Arena in Ohio, United States

The Struthers Memorial Fieldhouse, or simply Struthers Fieldhouse, is a 3,000-seat multi-purpose arena in Struthers, Ohio. It was dedicated on December 18, 1951 and primarily serves as the home gymnasium to the connected Struthers High School athletic programs. Throughout its history it has been an entertainment and sports venue that serves the larger Youngstown, Ohio metro area.

==Basketball==
The gym is home to the Struthers High School boys and girls basketball programs and also has hosted Ohio High School Athletic Association tournaments for many years.

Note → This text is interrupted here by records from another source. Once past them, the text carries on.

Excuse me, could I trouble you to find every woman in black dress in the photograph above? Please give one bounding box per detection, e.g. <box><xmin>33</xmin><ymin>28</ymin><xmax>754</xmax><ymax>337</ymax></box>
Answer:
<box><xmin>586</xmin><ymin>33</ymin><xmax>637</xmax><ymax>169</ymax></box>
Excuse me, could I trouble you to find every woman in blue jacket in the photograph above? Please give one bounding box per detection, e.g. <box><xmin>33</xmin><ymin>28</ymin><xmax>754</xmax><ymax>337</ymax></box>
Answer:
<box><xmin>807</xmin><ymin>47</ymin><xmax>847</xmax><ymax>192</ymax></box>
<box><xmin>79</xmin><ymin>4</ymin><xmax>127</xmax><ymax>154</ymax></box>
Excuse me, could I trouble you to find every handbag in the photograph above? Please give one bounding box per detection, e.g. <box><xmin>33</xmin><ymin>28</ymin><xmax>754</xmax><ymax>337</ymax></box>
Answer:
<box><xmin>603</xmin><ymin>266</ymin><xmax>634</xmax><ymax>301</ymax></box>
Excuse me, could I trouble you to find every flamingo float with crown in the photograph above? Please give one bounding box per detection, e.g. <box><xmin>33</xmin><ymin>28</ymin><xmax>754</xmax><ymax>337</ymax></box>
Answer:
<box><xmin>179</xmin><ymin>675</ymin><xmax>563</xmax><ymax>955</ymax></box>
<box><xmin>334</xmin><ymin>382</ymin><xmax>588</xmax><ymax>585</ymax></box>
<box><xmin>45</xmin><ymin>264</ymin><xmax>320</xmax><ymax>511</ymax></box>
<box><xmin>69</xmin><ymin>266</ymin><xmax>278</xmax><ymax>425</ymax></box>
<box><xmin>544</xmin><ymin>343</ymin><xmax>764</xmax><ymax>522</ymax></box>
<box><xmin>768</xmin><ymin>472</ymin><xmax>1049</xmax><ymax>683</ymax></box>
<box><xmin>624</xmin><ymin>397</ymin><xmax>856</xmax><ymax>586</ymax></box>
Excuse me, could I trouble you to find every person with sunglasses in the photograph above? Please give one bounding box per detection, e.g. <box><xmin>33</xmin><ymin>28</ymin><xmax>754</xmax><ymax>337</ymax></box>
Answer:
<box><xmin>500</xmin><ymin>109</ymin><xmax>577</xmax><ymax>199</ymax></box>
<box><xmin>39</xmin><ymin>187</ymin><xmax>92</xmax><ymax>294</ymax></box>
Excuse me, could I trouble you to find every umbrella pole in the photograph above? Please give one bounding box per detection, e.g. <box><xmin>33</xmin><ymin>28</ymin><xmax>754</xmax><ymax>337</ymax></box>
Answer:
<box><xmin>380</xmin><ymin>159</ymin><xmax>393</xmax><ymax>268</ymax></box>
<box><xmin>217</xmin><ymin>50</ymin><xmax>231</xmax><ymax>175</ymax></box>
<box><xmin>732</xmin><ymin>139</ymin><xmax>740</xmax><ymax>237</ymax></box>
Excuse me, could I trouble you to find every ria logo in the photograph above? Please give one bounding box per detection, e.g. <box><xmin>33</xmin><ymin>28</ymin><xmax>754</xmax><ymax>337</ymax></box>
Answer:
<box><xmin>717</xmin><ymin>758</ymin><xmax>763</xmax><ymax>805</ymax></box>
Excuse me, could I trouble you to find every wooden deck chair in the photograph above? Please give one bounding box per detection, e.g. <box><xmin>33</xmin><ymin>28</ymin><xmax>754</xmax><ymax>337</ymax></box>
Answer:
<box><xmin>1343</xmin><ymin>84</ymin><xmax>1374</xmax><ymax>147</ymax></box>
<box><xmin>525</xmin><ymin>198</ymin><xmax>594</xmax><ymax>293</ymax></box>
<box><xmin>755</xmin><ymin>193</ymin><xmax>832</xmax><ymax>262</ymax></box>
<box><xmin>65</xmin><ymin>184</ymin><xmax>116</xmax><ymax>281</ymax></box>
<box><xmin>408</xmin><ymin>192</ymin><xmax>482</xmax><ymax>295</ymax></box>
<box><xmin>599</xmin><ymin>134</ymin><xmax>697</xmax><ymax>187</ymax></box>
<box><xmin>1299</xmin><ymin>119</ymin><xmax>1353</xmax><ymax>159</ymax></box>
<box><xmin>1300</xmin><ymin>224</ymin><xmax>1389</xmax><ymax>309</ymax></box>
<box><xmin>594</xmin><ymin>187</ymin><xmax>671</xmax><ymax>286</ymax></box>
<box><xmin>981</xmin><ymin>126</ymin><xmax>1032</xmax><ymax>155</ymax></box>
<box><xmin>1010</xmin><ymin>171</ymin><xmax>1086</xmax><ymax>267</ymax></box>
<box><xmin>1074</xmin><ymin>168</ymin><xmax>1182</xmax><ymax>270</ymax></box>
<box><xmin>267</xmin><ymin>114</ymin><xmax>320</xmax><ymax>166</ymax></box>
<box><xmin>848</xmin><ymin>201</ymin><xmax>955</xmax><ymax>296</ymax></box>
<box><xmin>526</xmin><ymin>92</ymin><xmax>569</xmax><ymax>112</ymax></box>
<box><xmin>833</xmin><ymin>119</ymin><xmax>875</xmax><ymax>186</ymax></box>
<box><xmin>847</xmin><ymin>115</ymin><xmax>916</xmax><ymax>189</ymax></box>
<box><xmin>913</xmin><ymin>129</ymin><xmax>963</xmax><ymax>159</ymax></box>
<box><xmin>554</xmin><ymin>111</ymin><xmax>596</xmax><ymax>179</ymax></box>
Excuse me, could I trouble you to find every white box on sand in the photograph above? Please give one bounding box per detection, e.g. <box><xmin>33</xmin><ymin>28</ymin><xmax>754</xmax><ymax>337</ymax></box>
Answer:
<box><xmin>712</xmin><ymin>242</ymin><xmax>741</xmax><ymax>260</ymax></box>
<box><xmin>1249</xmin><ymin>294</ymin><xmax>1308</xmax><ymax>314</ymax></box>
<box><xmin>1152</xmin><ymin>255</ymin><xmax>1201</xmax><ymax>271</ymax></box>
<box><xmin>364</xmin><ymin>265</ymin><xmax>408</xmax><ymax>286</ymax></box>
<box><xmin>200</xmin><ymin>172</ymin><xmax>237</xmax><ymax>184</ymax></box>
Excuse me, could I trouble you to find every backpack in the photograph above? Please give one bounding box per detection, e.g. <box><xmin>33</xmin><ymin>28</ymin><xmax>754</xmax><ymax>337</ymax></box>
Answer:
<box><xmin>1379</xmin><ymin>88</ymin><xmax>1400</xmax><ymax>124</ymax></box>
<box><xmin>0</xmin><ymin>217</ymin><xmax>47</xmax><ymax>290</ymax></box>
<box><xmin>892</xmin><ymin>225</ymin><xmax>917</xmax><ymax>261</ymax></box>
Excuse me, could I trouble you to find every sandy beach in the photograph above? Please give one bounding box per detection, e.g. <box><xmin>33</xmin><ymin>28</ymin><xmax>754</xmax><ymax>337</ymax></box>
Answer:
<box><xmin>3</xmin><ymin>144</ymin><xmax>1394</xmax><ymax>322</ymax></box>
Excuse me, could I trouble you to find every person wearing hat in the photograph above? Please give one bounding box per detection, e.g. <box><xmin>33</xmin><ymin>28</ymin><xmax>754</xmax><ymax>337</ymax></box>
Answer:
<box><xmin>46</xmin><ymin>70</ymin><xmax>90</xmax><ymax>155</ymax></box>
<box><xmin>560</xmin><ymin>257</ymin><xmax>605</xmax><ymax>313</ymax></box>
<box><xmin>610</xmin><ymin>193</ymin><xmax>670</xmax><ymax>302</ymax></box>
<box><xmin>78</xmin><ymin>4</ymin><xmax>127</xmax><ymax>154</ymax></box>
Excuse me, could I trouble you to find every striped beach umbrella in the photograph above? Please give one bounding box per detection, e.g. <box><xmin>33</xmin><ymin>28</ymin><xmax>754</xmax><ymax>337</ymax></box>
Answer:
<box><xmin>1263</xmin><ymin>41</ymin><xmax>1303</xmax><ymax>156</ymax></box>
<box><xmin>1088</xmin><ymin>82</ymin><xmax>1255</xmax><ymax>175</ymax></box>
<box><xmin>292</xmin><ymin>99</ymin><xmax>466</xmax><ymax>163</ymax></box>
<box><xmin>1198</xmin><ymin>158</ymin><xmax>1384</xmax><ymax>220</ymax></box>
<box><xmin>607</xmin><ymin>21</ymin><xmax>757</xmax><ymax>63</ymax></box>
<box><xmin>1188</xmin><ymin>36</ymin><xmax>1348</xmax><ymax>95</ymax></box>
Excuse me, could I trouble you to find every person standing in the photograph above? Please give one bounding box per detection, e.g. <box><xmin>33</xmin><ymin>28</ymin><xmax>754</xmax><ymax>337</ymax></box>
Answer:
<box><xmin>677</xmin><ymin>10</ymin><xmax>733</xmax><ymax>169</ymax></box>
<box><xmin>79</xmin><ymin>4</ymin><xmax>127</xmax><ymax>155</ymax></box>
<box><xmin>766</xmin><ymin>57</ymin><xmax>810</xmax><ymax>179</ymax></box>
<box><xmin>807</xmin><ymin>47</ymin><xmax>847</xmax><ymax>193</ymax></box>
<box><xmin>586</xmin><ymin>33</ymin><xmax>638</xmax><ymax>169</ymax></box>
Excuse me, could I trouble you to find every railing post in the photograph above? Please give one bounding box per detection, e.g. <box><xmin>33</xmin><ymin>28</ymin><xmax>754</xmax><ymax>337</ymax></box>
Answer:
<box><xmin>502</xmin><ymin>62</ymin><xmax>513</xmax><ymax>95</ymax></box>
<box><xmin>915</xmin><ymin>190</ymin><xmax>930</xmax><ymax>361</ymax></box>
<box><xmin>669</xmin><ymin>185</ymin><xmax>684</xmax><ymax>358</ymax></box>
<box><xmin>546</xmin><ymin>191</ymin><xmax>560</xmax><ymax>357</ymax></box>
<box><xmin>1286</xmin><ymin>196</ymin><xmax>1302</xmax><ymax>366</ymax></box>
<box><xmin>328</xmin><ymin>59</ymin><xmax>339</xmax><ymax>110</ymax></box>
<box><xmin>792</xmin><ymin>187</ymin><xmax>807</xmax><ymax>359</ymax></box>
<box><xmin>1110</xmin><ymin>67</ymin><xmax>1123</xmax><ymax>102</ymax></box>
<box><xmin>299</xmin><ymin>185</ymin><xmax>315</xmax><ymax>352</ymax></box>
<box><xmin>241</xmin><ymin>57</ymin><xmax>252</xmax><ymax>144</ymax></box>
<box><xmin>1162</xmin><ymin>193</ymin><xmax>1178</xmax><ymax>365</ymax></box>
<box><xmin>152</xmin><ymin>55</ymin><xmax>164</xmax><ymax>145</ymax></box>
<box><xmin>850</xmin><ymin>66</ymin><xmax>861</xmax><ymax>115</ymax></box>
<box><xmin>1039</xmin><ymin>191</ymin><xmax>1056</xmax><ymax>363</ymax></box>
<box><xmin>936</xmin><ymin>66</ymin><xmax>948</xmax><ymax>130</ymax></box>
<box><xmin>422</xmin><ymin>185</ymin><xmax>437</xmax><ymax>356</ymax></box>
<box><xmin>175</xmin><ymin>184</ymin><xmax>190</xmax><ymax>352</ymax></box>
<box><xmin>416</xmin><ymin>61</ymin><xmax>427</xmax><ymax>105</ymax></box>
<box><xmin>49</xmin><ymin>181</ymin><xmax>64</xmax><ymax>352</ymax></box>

A Struthers and Campbell boys basketball game played in the gym was featured on the cover of a March 1963 edition of Boys' Life magazine.

==Boxing==
Professional boxing cards at the gym go back as far as 1957. Former world champions Harry Arroyo, Ray Mancini, Héctor Camacho and Kelly Pavlik are among the fighters who competed at the venue.

==Professional Wrestling==
The World Wrestling Federation used the gym for several matches in the 1980s and 90s. May 23, 1994 and June 5, 1995 episodes of the WWF's Monday Night Raw program were taped in the gym.

==Music==
Before the opening of the Beeghly Center on the campus of Youngstown State University in 1972, the Fieldhouse was one of the largest indoor rock concert venues in the Youngstown, Ohio area. James Brown, The Velvet Underground, The Guess Who and Alice Cooper are among the acts to perform at the Fieldhouse. More recently, a 2004 concert headlined by Trapt and also featuring Smile Empty Soul, Finger Eleven, and Strata was a successful venture for Eric Ryan Productions. Additionally Flyleaf with Shinedown, Seether, and Halestorm at Struthers Fieldhouse (February 19, 2006)

==Television==
Parts of the Route 66 episode "The Opponent" were shot in the Fieldhouse in the fall of 1960. The gym, hallways and locker rooms were used in the production.